Storage Backends

A StorageBackend is an object used to store data generated as part of property calculations, and to retrieve that data for use in future calculations.

In general, most data stored in a storage backend is stored in two parts:

  • A JSON serialized representation of this class (or a subclass), which contains lightweight information such as the state and composition of a system.

  • A directory like structure (either directly a directory, or some NetCDF like compressed archive) of ancillary files which do not easily lend themselves to be serialized within a JSON object, such as simulation trajectories, whose files are referenced by their file name by the data object.

The ancillary directory-like structure is not required if the data may be suitably stored in the data object itself.

Data Storage / Retrieval

Each piece of data which is stored in a backend must inherit from the BaseStoredData class, will be assigned a unique key. This unique key is both useful for tracking provenance if this data is re-used in future calculations, and also can be used to retrieve the piece of data from the storage system.

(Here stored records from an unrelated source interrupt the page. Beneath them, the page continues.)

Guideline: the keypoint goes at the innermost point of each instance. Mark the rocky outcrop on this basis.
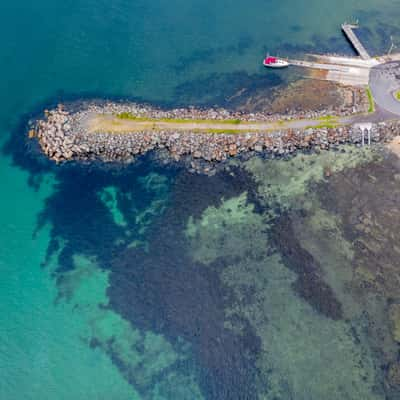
(62, 136)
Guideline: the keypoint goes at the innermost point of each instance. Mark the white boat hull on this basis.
(278, 64)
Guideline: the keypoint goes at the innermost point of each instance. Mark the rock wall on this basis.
(62, 136)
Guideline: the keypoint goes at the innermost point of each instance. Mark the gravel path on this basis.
(384, 81)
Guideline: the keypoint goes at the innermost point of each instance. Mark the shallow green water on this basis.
(110, 285)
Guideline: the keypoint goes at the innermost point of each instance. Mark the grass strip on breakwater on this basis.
(113, 124)
(371, 107)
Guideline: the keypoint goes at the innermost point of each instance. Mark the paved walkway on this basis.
(384, 82)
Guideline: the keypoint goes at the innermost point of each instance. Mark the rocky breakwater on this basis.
(63, 136)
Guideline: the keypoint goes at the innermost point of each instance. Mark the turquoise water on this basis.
(110, 287)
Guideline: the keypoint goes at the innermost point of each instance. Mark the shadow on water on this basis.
(165, 291)
(162, 289)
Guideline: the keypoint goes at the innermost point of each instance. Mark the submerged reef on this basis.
(202, 138)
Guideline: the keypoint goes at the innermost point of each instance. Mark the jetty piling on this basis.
(348, 30)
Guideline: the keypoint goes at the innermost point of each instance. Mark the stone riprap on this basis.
(63, 135)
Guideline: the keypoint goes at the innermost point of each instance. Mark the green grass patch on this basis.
(371, 101)
(323, 126)
(132, 117)
(328, 118)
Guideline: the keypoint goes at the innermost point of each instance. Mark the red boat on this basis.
(275, 62)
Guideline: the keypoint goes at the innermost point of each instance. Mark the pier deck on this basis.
(352, 37)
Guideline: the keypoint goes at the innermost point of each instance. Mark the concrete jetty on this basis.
(348, 30)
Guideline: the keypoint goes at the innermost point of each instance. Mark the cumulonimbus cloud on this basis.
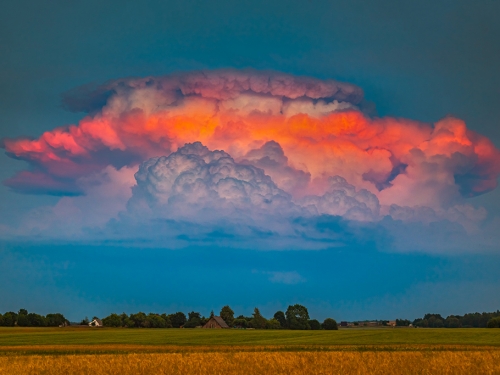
(306, 140)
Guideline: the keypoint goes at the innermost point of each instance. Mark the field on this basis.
(177, 351)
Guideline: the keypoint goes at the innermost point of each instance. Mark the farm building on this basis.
(216, 322)
(96, 323)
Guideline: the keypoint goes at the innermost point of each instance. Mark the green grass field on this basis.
(20, 337)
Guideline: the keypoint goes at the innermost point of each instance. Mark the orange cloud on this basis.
(319, 125)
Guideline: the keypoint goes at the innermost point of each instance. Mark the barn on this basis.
(216, 322)
(96, 323)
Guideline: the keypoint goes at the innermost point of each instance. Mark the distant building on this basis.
(96, 323)
(216, 322)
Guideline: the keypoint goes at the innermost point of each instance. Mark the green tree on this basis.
(139, 319)
(22, 312)
(452, 322)
(314, 324)
(493, 323)
(273, 324)
(280, 317)
(258, 321)
(194, 320)
(178, 319)
(297, 317)
(112, 320)
(240, 323)
(22, 320)
(155, 321)
(35, 320)
(56, 320)
(168, 322)
(9, 319)
(227, 314)
(330, 324)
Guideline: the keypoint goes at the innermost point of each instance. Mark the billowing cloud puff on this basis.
(195, 178)
(289, 146)
(342, 199)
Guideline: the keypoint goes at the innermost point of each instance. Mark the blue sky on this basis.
(417, 60)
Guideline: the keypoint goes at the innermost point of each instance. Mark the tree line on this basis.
(471, 320)
(295, 317)
(24, 319)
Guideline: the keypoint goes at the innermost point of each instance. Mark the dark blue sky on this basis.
(420, 60)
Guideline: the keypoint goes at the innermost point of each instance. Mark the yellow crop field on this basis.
(248, 363)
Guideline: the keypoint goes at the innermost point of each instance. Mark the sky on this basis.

In addition to retrieval using the data keys, each backend offers the ability to perform a ‘query’ to retrieve data which matches a set of given criteria. Data queries are implemented via BaseDataQuery objects, which expose different options for querying for specific types of data (such a simulation data, trained models, etc.).

A query may be used for example to match all simulation data that was generated for a given Substance in a particular phase:

# Look for all simulation data generated for liquid water
substance_query = SimulationDataQuery()

substance_query.substance = Substance.from_components("O")
substance_query.property_phase = PropertyPhase.Liquid

found_data = backend.query(substance_query)

The returned found_data will be a dictionary with keys of tuples and values as lists of tuples. Each key will be a tuple of the values which were matched, for example the matched thermodynamic state, or the matched substance. For each value tuple in the tuple list, the first item in the tuple is the unique key of the found data object, the second item is the data object itself, and the final object is the file path to the ancillary data directory (or None if none is present).

See the Data Classes and Queries page for more information about the available data classes, queries and their details.

Implementation

A StorageBackend must at minimum implement a structure of:

class MyStorageBackend(StorageBackend):

    def _store_object(self, object_to_store, storage_key=None, ancillary_data_path=None):
        ...

    def _retrieve_object(self, storage_key, expected_type=None):
        ...

    def _object_exists(self, storage_key):
        ...

where

  • _store_object() must store a BaseStoredData object as well as optionally its ancillary data directory, and return a unique key assigned to that object.

  • _retrieve_object() must return the BaseStoredData object which has been assigned a given key if the object exists in the system, as well as the file path to ancillary data directory if it exists.

  • _object_exists() should return whether any object still exists in the storage system with a given key.

All of these methods will be called under a reentrant thread lock and may be considered as thread safe.